Im Vergleich zur klassischen Glühbirne verbraucht eine Energiesparlampe deutlich weniger Strom und entlastet so das Klima und den eigenen Geldbeutel. Doch die derzeit erhältlichen Kompaktleuchtstofflampen, wie die Energiesparbirne korrekt heißt, enthalten geringe Mengen schädlicher Stoffe. Die Mülltonne ist für sie daher tabu. Zudem sind manche Energiesparlampen in den vergangenen Monaten wegen Qualitätsmängeln ins Gerede gekommen. Es ist also an der Zeit, die wichtigsten Fragen zur Energiesparlampe zu beantworten.
Was spricht denn eigentlich gegen die gute, alte Glühbirne?

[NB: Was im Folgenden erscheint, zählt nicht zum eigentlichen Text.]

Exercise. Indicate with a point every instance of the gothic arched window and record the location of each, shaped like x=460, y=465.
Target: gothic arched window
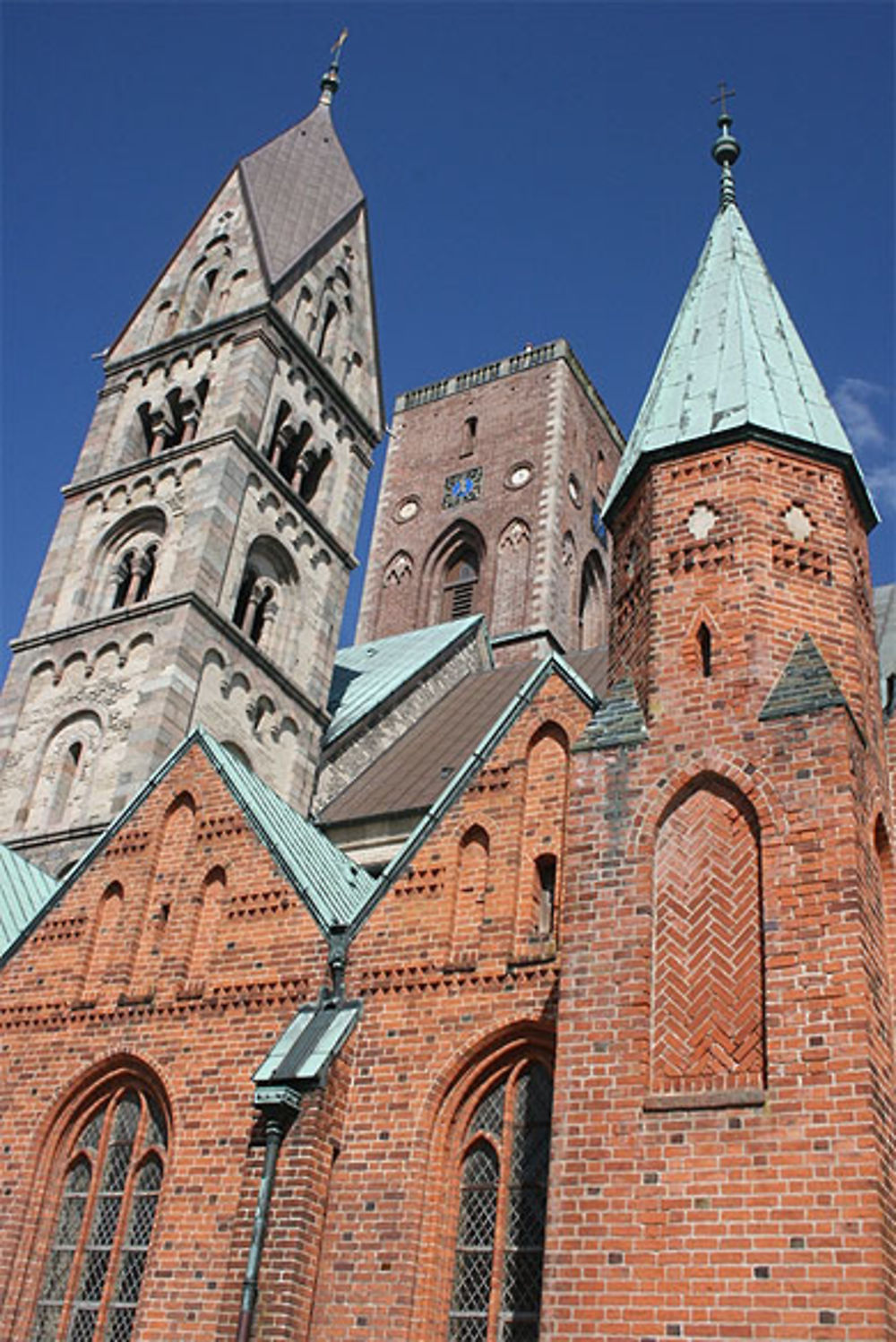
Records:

Bei der Glühbirne werden rund 97 Prozent der Energie gar nicht in Licht umgewandelt, sondern gehen als Wärme verloren. Um Küche, Wohnzimmer und Bad zu erhellen, verbrauchen wir somit viel zu viel Strom. Das belastet den eigenen Geldbeutel und das Klima. Beispielsweise spart eine Energiesparlampe mit 14 Watt in ihrer Lebenszeit gegenüber einer vergleichbaren Glühbirne mit 70 Watt rund 270 Kilogramm Kohlendioxid (CO2) und mehr als 80 Euro.
Wie erkenne ich, welche Birne ein Stromfresser ist?
Die entscheidende Angabe für den Stromverbrauch ist die Wattzahl. Die Einheit (Watt, abgekürzt W) gibt an, wie viel Energie verbraucht wird. Je mehr Watt eine Birne hat, desto mehr Strom wird sie im Betrieb verbrauchen. Das gilt unabhängig von der Art der Birne und ihrer Helligkeit.
Welche Alternativen zur Glühbirne gibt es denn?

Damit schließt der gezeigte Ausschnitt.